Regular readers of this column would know that I regularly refer to the sectoral deployment of credit data usually released by the Reserve Bank of India(RBI) at the end of every month. This data throws up interesting points which helps in looking beyond the obvious.
On December 31, 2015, the RBI released the latest set of sectoral deployment of credit data. And as usual the data throws up some interesting points.
What the banks refer to as retail lending, the RBI calls personal loans. This categorisation includes loans for buying consumer durables, home loans, loans against fixed deposits, shares, bonds, etc., education loans, vehicle loans, credit card outstanding and what everyone else other than RBI refer to as personal loans.
Banks have been extremely gung ho in giving out retail loans over the last one year.
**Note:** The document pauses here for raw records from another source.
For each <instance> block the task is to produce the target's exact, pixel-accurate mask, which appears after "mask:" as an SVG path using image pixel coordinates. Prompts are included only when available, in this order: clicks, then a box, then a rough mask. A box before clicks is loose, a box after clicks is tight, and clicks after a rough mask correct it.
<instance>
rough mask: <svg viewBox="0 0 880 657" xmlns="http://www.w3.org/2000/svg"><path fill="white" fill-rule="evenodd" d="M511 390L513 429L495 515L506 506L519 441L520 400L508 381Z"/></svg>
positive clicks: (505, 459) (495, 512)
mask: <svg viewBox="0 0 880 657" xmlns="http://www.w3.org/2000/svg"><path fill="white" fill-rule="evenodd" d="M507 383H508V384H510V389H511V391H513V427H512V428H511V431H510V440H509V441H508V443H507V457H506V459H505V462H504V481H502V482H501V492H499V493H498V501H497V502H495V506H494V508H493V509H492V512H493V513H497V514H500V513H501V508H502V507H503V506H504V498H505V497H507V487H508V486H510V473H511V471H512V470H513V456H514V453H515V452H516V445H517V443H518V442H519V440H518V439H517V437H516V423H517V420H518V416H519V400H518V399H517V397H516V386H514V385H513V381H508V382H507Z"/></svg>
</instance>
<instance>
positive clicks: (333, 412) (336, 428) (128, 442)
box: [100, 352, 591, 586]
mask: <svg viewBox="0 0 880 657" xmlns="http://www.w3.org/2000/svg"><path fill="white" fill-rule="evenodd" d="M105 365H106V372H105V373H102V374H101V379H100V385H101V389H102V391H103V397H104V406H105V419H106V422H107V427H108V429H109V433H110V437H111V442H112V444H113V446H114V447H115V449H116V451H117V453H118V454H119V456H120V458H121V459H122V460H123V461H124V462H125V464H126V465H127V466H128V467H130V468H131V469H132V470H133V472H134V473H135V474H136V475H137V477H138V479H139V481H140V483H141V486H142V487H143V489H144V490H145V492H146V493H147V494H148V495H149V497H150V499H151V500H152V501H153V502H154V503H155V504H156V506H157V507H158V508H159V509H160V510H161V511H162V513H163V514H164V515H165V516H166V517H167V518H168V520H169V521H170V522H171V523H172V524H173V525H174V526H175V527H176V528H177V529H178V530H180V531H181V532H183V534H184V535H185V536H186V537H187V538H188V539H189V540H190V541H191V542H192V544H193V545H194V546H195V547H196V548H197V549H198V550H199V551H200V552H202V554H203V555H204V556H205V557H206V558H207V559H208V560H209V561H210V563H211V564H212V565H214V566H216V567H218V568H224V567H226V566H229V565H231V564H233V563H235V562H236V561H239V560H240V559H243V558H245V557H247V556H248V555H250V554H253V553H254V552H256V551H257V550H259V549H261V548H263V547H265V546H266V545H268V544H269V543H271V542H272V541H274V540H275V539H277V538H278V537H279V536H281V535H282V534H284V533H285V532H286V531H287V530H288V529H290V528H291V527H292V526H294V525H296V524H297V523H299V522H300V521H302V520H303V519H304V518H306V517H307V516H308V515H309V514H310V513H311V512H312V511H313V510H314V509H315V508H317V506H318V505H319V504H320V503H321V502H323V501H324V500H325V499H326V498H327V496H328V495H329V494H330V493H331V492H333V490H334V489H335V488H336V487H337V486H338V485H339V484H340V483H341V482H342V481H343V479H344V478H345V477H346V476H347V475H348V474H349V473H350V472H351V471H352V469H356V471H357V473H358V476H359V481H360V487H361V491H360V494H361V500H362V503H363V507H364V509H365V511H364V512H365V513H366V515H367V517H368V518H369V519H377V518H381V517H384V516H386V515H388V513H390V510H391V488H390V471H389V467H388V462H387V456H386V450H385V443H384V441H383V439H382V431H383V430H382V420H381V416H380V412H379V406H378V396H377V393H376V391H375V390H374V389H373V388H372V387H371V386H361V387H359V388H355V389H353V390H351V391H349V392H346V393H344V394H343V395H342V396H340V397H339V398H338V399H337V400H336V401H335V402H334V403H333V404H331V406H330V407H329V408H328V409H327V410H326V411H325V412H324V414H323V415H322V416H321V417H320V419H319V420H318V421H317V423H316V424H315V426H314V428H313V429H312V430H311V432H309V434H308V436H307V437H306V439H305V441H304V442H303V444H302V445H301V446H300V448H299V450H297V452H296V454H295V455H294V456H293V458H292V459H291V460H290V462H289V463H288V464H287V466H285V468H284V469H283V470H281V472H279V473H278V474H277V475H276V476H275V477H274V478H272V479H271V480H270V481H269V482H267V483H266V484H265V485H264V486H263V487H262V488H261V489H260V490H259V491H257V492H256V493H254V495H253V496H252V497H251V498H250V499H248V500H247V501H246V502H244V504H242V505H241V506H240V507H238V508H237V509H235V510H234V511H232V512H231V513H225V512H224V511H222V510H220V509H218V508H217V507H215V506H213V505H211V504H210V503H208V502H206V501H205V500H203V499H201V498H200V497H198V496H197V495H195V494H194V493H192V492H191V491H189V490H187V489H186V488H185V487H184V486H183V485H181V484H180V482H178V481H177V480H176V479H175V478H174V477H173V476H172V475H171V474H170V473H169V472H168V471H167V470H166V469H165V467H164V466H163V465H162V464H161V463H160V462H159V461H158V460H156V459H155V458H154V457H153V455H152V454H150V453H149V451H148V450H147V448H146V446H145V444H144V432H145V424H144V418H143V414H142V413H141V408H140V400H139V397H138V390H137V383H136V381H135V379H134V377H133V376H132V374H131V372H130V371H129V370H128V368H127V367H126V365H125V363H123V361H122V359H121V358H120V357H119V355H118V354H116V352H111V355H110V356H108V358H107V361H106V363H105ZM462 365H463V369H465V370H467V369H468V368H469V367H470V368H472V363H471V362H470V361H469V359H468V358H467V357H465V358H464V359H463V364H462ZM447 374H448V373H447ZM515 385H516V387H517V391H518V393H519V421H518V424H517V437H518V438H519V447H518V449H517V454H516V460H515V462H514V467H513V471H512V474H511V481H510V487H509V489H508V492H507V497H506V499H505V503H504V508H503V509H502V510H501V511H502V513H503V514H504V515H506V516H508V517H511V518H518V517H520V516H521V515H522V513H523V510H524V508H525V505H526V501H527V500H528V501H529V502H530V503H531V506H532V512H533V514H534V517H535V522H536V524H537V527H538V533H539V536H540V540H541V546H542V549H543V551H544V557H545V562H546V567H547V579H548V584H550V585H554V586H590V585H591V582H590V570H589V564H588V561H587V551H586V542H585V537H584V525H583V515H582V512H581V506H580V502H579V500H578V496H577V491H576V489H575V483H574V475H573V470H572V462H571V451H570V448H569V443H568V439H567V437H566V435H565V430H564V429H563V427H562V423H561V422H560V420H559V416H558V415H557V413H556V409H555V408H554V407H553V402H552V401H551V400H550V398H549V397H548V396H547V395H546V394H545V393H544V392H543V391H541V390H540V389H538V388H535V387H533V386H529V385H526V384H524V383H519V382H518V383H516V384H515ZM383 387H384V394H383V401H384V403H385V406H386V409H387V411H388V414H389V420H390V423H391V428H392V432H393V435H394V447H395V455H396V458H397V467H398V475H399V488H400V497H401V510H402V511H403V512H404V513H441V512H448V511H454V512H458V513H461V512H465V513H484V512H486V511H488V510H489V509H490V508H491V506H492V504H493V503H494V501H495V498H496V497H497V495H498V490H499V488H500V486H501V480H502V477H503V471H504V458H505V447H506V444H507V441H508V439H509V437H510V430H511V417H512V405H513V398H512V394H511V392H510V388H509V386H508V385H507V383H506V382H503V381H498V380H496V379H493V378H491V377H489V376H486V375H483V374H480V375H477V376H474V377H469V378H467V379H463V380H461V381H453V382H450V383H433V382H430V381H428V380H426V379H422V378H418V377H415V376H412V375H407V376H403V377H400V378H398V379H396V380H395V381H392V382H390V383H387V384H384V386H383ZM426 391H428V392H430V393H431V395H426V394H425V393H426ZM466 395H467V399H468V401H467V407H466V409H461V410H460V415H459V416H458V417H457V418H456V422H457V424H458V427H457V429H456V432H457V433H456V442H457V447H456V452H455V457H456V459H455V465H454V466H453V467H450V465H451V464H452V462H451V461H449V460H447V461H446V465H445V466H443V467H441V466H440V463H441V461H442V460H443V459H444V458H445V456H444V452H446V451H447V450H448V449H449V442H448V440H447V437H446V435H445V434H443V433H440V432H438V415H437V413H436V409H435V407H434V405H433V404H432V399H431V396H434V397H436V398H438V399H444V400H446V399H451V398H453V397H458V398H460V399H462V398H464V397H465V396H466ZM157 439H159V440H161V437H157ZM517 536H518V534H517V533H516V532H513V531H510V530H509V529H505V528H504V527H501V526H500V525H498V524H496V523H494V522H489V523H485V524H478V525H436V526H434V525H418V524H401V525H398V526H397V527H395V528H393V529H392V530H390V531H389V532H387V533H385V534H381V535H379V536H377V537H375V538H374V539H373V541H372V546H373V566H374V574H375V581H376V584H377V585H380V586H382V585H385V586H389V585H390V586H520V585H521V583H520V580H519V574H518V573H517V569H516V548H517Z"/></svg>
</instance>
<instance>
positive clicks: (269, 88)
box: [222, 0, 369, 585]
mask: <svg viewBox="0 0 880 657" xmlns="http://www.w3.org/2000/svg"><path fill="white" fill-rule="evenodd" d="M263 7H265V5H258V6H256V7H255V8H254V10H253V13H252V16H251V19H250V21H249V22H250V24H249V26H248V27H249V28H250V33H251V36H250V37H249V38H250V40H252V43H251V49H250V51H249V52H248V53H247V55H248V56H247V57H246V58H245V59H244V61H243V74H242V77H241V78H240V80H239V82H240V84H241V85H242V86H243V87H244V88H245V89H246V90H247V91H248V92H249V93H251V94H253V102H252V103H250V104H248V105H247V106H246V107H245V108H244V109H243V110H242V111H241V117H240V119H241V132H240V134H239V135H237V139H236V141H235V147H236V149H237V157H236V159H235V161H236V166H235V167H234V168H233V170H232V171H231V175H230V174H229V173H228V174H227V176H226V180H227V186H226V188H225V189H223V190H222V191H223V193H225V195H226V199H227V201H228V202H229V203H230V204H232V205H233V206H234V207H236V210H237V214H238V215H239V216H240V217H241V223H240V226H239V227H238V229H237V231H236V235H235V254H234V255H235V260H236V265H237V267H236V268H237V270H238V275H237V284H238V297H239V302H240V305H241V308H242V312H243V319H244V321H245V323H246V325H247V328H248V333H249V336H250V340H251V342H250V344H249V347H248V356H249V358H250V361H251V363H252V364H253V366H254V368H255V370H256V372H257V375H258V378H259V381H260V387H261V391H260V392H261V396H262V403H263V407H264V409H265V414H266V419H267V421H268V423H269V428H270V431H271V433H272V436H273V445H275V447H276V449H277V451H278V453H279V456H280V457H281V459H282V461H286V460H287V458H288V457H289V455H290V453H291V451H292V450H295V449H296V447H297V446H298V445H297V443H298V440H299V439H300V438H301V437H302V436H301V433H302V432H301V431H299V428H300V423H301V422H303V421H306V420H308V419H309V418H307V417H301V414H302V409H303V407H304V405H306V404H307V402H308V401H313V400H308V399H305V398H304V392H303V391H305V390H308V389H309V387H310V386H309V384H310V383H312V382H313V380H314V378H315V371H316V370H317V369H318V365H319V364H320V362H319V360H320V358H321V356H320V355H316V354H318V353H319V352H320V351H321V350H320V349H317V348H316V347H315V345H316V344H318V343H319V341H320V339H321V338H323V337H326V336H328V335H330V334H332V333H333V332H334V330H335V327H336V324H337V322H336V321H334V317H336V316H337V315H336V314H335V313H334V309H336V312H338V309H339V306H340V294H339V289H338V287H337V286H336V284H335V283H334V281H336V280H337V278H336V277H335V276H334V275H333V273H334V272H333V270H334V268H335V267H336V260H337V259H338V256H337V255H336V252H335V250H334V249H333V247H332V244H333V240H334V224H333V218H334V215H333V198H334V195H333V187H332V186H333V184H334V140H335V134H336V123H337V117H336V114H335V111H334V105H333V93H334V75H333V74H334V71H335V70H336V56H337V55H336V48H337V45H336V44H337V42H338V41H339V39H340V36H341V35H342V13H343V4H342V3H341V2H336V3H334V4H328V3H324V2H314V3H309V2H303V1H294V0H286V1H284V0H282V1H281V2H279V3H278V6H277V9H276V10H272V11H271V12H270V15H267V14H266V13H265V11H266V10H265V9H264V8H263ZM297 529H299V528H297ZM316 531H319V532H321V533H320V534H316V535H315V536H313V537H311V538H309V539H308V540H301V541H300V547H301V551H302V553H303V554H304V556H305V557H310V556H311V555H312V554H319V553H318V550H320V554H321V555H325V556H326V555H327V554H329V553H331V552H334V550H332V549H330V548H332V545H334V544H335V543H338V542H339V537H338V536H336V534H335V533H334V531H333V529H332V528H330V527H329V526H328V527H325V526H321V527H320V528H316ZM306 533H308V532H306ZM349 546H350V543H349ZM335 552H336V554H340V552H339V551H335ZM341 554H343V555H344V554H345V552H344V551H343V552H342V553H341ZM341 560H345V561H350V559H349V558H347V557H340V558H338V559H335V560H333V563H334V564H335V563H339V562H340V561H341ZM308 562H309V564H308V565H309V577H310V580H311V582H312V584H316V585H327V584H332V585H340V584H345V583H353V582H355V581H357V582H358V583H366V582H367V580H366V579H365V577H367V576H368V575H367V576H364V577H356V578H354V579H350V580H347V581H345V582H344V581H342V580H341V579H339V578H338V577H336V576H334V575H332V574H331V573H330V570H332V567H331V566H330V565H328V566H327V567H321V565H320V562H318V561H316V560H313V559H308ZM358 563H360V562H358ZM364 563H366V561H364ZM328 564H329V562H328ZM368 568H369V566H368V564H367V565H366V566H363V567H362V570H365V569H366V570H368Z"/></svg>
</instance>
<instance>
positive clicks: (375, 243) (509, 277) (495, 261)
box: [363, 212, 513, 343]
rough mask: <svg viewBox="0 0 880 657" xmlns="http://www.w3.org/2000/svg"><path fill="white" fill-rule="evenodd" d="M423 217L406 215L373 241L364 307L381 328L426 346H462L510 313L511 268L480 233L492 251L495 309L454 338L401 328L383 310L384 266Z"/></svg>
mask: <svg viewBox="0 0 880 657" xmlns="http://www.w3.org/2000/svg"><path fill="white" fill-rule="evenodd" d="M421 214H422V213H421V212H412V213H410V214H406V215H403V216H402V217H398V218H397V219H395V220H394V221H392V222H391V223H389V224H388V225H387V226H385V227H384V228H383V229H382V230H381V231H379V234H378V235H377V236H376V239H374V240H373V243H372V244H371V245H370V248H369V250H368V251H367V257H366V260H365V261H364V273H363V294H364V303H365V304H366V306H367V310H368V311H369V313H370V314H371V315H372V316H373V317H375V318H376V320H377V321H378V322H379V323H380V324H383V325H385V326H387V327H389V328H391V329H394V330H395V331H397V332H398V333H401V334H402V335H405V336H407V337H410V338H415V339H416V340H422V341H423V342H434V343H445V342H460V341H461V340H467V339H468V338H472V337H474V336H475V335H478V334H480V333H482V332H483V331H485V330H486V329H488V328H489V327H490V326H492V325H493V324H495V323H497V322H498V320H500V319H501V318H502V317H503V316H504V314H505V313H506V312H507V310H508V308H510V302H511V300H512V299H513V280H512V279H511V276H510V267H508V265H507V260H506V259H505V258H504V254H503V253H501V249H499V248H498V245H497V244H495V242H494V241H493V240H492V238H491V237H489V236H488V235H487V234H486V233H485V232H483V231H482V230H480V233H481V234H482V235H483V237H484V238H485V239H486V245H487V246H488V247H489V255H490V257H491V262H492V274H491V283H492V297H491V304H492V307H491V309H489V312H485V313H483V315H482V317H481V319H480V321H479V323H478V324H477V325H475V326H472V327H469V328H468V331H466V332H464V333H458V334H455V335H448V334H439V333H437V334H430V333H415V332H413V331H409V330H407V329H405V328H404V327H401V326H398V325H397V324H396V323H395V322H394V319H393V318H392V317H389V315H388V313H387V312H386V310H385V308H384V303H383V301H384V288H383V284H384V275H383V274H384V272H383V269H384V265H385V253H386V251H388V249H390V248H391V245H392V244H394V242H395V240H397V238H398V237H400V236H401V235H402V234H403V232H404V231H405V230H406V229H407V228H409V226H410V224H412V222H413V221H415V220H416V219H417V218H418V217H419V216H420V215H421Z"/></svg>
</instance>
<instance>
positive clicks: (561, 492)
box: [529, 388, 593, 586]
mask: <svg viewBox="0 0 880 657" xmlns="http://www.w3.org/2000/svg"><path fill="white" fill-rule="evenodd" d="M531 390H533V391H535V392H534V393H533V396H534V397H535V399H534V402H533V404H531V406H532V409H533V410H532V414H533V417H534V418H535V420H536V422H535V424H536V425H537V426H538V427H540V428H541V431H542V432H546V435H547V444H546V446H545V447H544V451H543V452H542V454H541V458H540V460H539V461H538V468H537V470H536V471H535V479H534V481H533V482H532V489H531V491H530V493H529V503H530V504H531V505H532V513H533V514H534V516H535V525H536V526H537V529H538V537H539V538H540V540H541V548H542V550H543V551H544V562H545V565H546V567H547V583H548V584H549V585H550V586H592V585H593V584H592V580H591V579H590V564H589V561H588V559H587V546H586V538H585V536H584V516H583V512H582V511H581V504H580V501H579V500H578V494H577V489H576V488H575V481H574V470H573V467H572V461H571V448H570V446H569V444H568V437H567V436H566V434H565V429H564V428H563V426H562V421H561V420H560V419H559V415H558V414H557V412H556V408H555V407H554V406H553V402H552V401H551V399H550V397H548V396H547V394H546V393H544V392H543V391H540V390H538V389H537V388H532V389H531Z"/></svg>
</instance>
Between November 2014 and November 2015, scheduled commercial banks lent a total of Rs 5,04,213 crore (non-food credit). Of this amount the banks lent, 39.4% or Rs 1,98,727 crore were retail loans. Hence, retail loans formed closed to two-fifths of the total amount of lending carried out by banks in the last one year.
How was the scene between November 2013 and November 2014? Of the total lending of Rs 5,45,280 crore carried out by banks, around 27.7% or Rs 1,50,843 crore was retail lending. Hence, there has been a clear jump in retail lending as a proportion of total lending over the last one year.
In fact, if we look at the breakdown of retail lending (or what RBI refers to as personal loans) more interesting points come out.
|Outstanding as on: (In Rs crore)||Nov.28, 2014||Nov.27, 2015||Increase(in Rs crore)||Increase in %|
|Housing (Including Priority Sector Housing)||594603||705235||110632||18.61%|
|Advances against Fixed Deposits||55339||60458||5119||9.25%|
|Advances to Individuals against share, bonds, etc.||3861||6886||3025||78.35%|
|Credit Card Outstanding||29486||37646||8160||27.67%|
|Other Personal Loans||225830||272297||46467||20.58%|
The overall increase in retail loans has been around 18% over the last one year. This is significantly better than 8.8% increase in overall lending by banks (non-food credit i.e.). Within retail loans, vehicle loans and consumer durables have grown slower than the overall growth in retail loans. How did things stand between November 2013 and November 2014?
|Outstanding as on (in Rs crore)||November 29, 2013||November 28,2014||Increase in Rs crore||Increase in %|
|Housing (Including Priority Sector Housing)||510171||594603||84432||16.55%|
|Advances against Fixed Deposits||56032||55339||-693||-1.24%|
|Advances to Individuals against share, bonds, etc.||2832||3861||1029||36.33%|
|Credit Card Outstanding||24147||29486||5339||22.11%|
|Other Personal Loans||195028||225830||30802||15.79%|
The retail loans between November 2013 and November 2014 had grown by 15.8%. In comparison, the growth between November 2014 and November 2015 was at 18%. This increase can be attributed to the 125 basis points repo rate cut carried out by the Reserve Bank of India during the course of this year. One basis point is one hundredth of a percentage. Repo rate is the rate at which RBI lends to banks and acts as a sort of a benchmark to the interest rates that banks pay for their deposits and in turn charge on their loans.
But despite a rapid and massive cut in the repo rate, the jump in retail loan growth hasn’t been dramatic. In fact, loans for the purchase of consumer durables grew by 12.9% between November 2014 and November 2015. They had grown by 46.8% between November 2013 and November 2014, when interest rates were higher. Vehicle loans grew by 15.5% in the last one year. They had grown by 22% between November 2013 and November 2014. This despite a fall in interest rates. Home loans had grown by 16.6% between November 2013 and November 2014. They grew by 18.6% between November 2014 and November 2015. There has been some improvement on this front. Hence, lower interest rates have had some impact on retail borrowing, but not as much as the experts and economists who appear on television and write in the media, make it out to be.
What does this tell us? As L Randall Wray writes in Why Minsky Matters: An Introduction to the Work of a Maverick Economist, quoting economist Hyman Minsky: “According to Minsky, bank lending would…be determined….by the willingness of banks to lend, and of their customers to borrow.”
So why are banks more than happy to lend to give out retail loans? As I had pointed out in yesterday’s column, lending to the retail sector continues to be the best form of lending for banks. The stressed loans ratio (i.e. bad loans plus restructured loans) in this case is only 2%. This means that for every Rs 100 lent by banks to the retail sector only Rs 2 worth of loans is stressed.
The same cannot be said about the loans that banks have been giving to corporates. The lending carried out by banks to industry as well as services in the last one year formed around 43.4% of the overall lending carried out by banks. Between November 2013 and November 2014, the lending carried out by banks to industry as well as services had stood at 50% of overall lending.
What explains this? Lending to large corporates has led to 21% stressed loans. The same is true for medium corporates where stressed loans form 21% of overall loans. And this best explains why banks have been happy to lend to you and me, but not to corporates.